After putting so much care into it, it’s no surprise that Ann wanted her home to survive the teardown phenomenon. But some time ago, Ann and a neighbor bought the home between them, tore it down and split the lot in two. This created a rare, 105-foot frontage, which was very desirable for anyone wanting to build.
 
Recently, I sensed that Ann was OK with the home coming down and a new chapter for the “Cubs” house. We worked together to sell the home, and as of a week ago, a new family and a new history will be played out in the space that first caught her eye: that wonderful location at 305 Ridge.
 
As for the Cubs memorabilia, there are many happy friends and family displaying it proudly in their homes.
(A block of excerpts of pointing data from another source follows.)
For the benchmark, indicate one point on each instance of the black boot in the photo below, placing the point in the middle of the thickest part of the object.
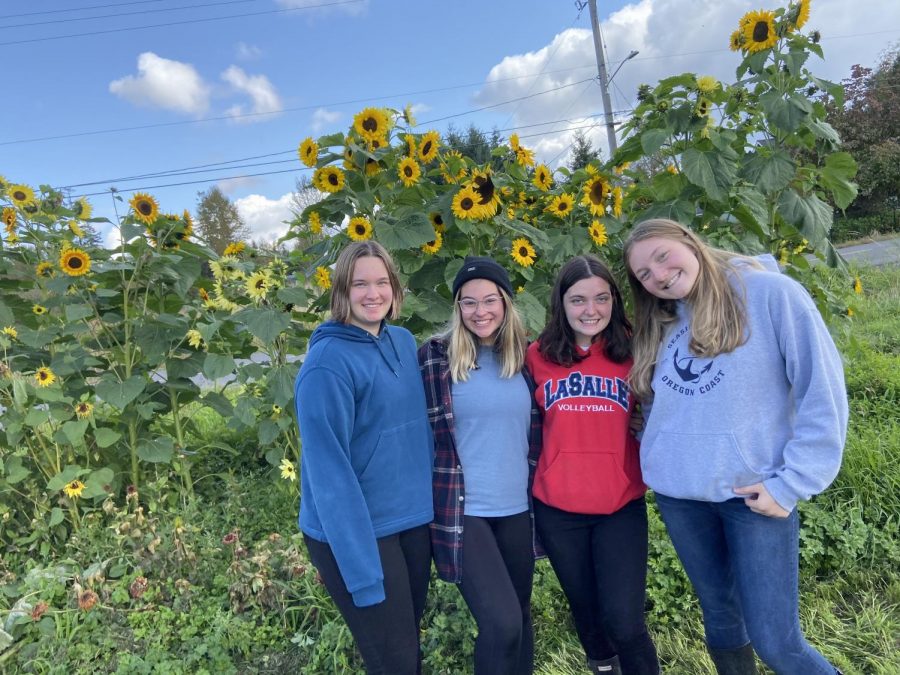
(740, 661)
(605, 667)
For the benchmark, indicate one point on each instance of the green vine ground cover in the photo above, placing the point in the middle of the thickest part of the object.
(151, 583)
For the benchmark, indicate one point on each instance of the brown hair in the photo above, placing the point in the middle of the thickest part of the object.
(343, 278)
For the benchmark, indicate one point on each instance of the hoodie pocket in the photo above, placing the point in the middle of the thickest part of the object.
(704, 467)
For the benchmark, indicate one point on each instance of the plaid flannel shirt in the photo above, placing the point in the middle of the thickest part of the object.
(449, 485)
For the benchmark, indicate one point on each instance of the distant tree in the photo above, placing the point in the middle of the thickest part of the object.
(583, 152)
(218, 220)
(869, 126)
(475, 143)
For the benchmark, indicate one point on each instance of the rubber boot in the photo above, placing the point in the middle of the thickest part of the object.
(605, 667)
(740, 661)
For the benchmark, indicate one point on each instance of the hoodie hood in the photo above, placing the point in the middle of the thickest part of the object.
(383, 342)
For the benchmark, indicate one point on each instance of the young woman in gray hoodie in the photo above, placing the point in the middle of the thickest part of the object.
(747, 416)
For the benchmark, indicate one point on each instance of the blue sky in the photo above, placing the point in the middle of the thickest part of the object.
(200, 90)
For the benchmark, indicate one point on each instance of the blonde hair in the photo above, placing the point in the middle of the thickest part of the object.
(718, 322)
(342, 278)
(462, 344)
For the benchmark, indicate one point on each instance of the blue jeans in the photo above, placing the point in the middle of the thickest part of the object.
(743, 566)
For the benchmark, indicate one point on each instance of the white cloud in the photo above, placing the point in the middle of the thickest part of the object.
(164, 83)
(324, 119)
(265, 217)
(262, 93)
(352, 8)
(671, 39)
(245, 52)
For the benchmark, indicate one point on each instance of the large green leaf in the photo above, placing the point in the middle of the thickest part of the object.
(120, 394)
(711, 170)
(264, 324)
(769, 171)
(836, 175)
(807, 213)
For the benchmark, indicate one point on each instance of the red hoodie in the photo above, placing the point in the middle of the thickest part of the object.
(589, 462)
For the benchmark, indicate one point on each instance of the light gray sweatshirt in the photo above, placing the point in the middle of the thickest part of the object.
(773, 411)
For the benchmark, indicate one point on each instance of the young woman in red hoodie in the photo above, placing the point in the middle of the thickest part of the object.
(588, 493)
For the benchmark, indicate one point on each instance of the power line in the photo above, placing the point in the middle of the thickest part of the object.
(181, 23)
(142, 11)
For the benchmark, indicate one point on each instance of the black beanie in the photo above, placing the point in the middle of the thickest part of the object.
(481, 267)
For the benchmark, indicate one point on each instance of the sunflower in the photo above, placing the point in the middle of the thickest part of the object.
(9, 218)
(323, 278)
(758, 28)
(234, 248)
(488, 195)
(435, 244)
(308, 152)
(21, 195)
(145, 208)
(596, 191)
(83, 209)
(465, 203)
(409, 171)
(288, 470)
(75, 228)
(543, 177)
(523, 252)
(371, 123)
(437, 221)
(598, 233)
(84, 409)
(75, 262)
(410, 145)
(257, 285)
(617, 201)
(802, 14)
(44, 376)
(315, 222)
(74, 489)
(525, 157)
(328, 179)
(359, 228)
(707, 83)
(428, 146)
(562, 205)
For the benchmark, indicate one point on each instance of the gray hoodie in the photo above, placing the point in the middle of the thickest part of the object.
(774, 410)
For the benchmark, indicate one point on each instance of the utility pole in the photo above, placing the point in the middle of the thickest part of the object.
(604, 79)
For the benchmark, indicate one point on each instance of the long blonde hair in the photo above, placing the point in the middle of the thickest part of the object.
(718, 322)
(462, 344)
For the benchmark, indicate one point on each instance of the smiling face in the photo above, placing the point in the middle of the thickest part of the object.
(588, 305)
(485, 316)
(666, 268)
(370, 294)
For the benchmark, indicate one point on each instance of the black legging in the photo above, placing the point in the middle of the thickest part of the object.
(387, 634)
(601, 563)
(497, 569)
And of course, the happy memories of the Cubs parties at 305 Ridge will forever remain in their hearts.
 
Mike is a Clarendon Hills resident; husband; Indian Princes; Indian Guide Dad;  a Coach; an “old” football player and a real estate broker.  Mike’s columns are usually crafted about the buzz in and around Clarendon Hills.  It sometimes has a spin on real estate or cultural information, highlight a new business or announce school happenings.  He might include a “get-to-know” about some of our interesting Clarendon Hills residents and even a little about Clarendon Hills history. Whatever it is, it is sure to be about the “Talk of the Town”.